Il “decalogo” degli spreconi. Tutti gli sprechi della pubblica amministrazione

Il “decalogo” degli spreconi. Tutti gli sprechi della pubblica amministrazione

Il “decalogo” degli spreconi. Tutti gli sprechi della pubblica amministrazione
Due impiegati per fare il lavoro di uno, beni acquistati a prezzi fuori mercato, opere incomplete, tecniche di produzione sbagliate… Questa inedita lista si deve a Piero Giarda e si può leggere nel rapporto finale del gruppo di lavoro sulla spesa pubblica istituito presso il ministero dell’Economia.

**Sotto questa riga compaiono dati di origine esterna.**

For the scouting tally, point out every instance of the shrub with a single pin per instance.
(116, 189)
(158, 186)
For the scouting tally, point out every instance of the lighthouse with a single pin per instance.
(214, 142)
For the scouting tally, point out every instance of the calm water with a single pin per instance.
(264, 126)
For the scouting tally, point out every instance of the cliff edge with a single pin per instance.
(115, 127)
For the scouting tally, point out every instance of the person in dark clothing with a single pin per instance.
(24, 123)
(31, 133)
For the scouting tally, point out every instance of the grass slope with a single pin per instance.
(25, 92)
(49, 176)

E’ una vera e propria lista di cattive prassi e abitudini quella che conclude il rapporto sulla spesa pubblica stilato dal gruppo di lavoro istituito dal ministero dell’Economia e presieduto dal professor Piero Giarda dell'Università Cattolica di Milano. Un vero e proprio decalogo degli sprechi. Eccolo:
 
Sprechi di Tipo 1. Utilizzo di fattori produttivi in misura eccedente la quantità necessaria. E’ questo il caso quando due impiegati vengono utilizzati per fare un lavoro per il quale uno sarebbe sufficiente oppure quando una macchina costosa e ad alto potenziale viene sistematicamente sotto-utilizzata.

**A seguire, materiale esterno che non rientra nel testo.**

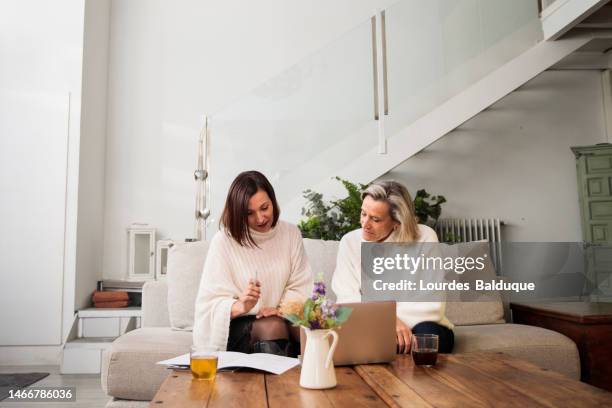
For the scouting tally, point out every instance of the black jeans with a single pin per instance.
(240, 337)
(446, 337)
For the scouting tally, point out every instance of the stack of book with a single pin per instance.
(110, 299)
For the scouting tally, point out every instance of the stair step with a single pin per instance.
(90, 342)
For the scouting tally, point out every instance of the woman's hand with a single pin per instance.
(247, 299)
(267, 312)
(404, 337)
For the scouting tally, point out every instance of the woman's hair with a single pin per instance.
(401, 207)
(236, 211)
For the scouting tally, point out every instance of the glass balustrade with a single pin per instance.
(306, 123)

Sprechi di Tipo 2. Acquisti realizzati pagando prezzi superiori al mercato o all'effettivo valore. E’ il caso, per esempio, dei farmaci. Diverse aziende sanitarie pagano prezzi diversi per lo stesso prodotto.
Sprechi di Tipo 3. Adozione di tecniche di produzione sbagliate. Nella produzione pubblica ''c'è una tendenza inarrestabile – evidenzia il Rapporto – ad utilizzare, tra le diverse tecniche di produzione disponibili, quelle che si caratterizzano per la più alta intensità di lavoro''.

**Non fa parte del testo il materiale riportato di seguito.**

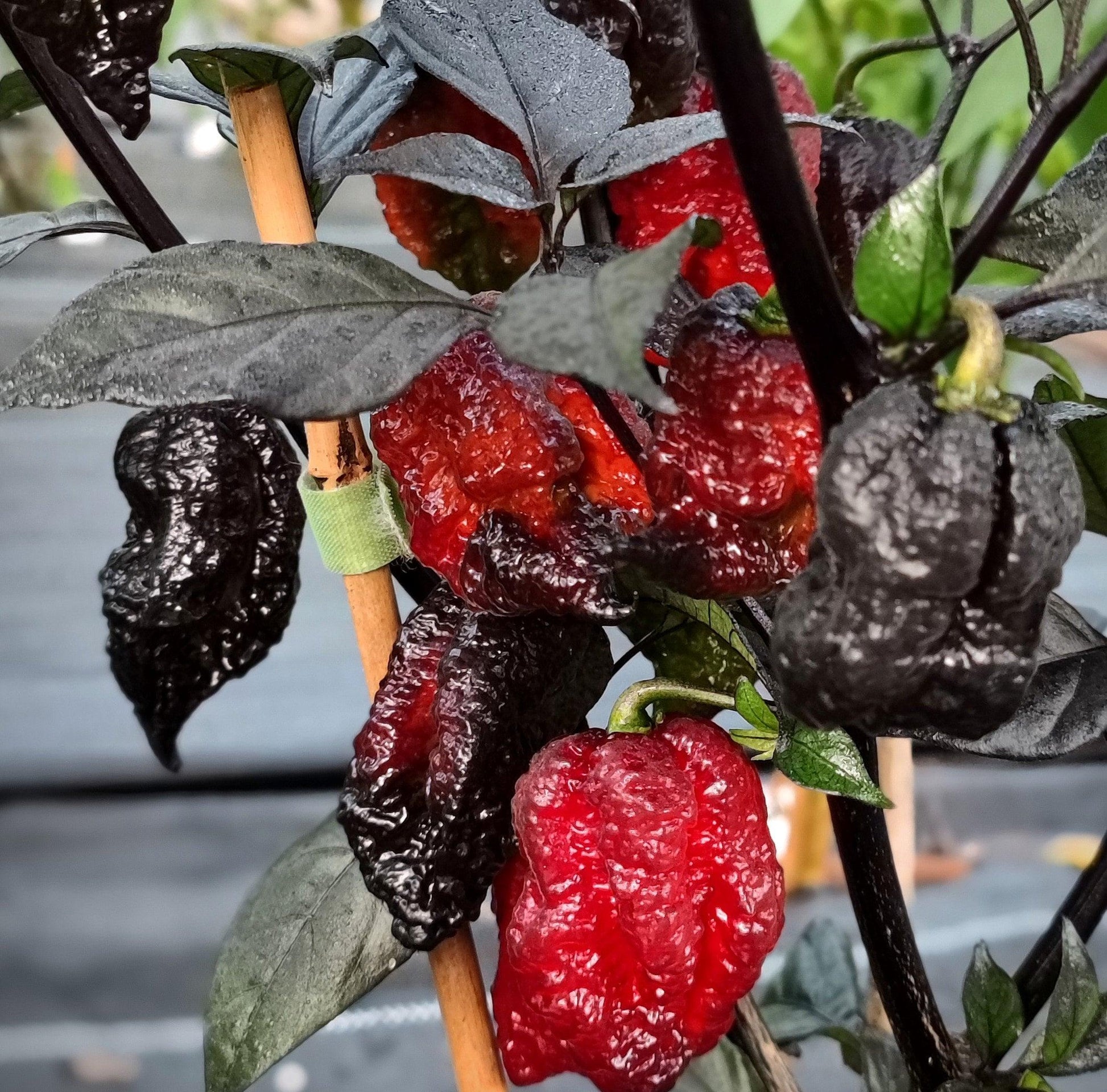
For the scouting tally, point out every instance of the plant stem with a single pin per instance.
(753, 1037)
(628, 714)
(1084, 906)
(1060, 108)
(897, 967)
(840, 362)
(93, 143)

Sprechi di Tipo 4. Utilizzo di modi di produzione ''antichi, chiaramente più inefficienti e quindi piu' costosi''.
Sprechi di Tipo 5. Utilizzo di modi di produzione che impiegano fattori di produzione incompatibili tra di loro, ''ad esempio lavoro non specializzato applicato al funzionamento di macchine innovative ed evolute''.
Sprechi di Tipo 6. ''Errata identificazione dei soggetti meritevoli di essere sostenuti nei programmi di sostegno del reddito disponibile''.
Sprechi di Tipo 7. La progettazione di opere incomplete, il mancato completamento di opere iniziate, i tempi di esecuzione molto superiori ai tempi programmati. A queste tipologie si possono aggiungere la progettazione di opere di dimensione eccessiva rispetto alla capacità realisticamente sfruttabile, a volte eseguite con materiali troppo pregiati.
Sprechi di Tipo 8. Avvio di nuovi programmi di spesa ''non preceduti o che non passano il test di benefici superiori ai costi''. Il riferimento e' per alcune opere pubbliche ma anche interventi nella sanità.
Sprechi di Tipo 9. Il mix dei programmi di spesa pubblica non si adegua (o si adegua con ritardo) ai mutamenti della domanda e dei bisogni della collettività. Per esempio vengono mantenuti in vita di programmi, attività, strutture organizzative o enti per i quali non sussistono più, se mai erano esistite, le ragioni che avevano portato al loro avvio.
Sprechi di Tipo 10. Le iniziative di spesa avviate in funzione anti-ciclica e realizzate con spese di durata permanente anziché con programmi di spesa a termine.